The steep declivitous slope of Olympos made it necessary for the houses to be amphitheatrically constructed and support each other statically. Residences have narrow façades, two or three storeys, large colorful windows and a sun lounge, the sachnisi, for the sun. Balconies are wooden, supported with corbels. They are adorned with flowerpots, according to the residents’ Mediterranean habit. All houses have elaborate chimneys and tile roofs. Streets connecting residences with the shops are all narrow, stone-paved, with a cobblestone pavement so that animals can ascend easier.

Regarding education, Agiasos very soon left its mark. A School was founded in 1773, where Akindynos Iviritis seems to have taught supporting people’s inclination for learning. Study I Anaptyxis (“the Development”) was later founded, with a theater of its own and a large library.

The traditional settlement is characterized by the folk art (pottery in particular). Floral and rarely linear motifs painted with vivid colors and meticulous lines adorn decorative everyday use vessels. Pottery of Agiasos was developed mostly by the five generations of ceramist families Kourtzidis and Chatzigiannis. Fretwork, weaving and music developed as well. Visitors walking down the narrow alleys of the settlement will probably run into women wearing breeches, who chat while knitting or weaving with the loom. In the past, they would meet “Kakourgos” (“villain”) the musician, who had been playing a melancholic tune with his dulcimer over the past 40 years.

The folk spontaneity though is expressed through satire with the use of the Lesbian idiom. The dialect of Lesvos itself is parodied and gibed through the variation of Agiasos. On the occasion of the Halloween, people present the articulation of different characters of society, underlining freely the differences and social injustice.

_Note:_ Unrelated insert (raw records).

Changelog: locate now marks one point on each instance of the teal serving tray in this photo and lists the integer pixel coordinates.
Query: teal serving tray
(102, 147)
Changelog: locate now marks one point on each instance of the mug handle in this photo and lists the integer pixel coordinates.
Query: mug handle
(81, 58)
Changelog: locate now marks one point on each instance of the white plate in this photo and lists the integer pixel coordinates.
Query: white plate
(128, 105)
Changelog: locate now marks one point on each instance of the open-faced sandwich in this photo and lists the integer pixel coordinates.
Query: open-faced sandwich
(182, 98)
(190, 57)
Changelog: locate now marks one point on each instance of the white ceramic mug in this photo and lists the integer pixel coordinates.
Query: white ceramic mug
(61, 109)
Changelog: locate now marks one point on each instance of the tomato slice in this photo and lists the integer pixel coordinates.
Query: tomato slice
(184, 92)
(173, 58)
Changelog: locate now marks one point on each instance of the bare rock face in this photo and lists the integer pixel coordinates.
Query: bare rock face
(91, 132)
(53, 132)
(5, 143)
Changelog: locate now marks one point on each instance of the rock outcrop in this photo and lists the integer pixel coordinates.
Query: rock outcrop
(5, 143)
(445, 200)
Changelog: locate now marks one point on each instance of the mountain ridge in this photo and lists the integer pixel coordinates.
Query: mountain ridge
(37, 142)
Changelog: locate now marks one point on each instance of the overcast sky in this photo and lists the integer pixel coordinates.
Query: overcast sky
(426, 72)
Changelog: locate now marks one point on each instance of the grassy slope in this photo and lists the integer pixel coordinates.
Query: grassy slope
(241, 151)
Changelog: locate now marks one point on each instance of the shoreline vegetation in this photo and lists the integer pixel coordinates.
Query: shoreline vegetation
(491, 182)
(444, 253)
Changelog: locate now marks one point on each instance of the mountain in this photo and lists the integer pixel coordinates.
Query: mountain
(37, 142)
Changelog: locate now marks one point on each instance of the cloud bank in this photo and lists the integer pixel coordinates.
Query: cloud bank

Save its folk culture, Agiasos also owes its reputation throughout Greece mostly to the monastery of the Virgin Mary, located at the center of the settlement. According to folk tradition, Evangelist Luke made the icon of the Virgin Mary. Priest of the Emperor Agathon from Ephesus took it there from Jerusalem in 803 A.D.. The icon is inscribed “Holy Zion, Mother of God”, one of the names of Jerusalem.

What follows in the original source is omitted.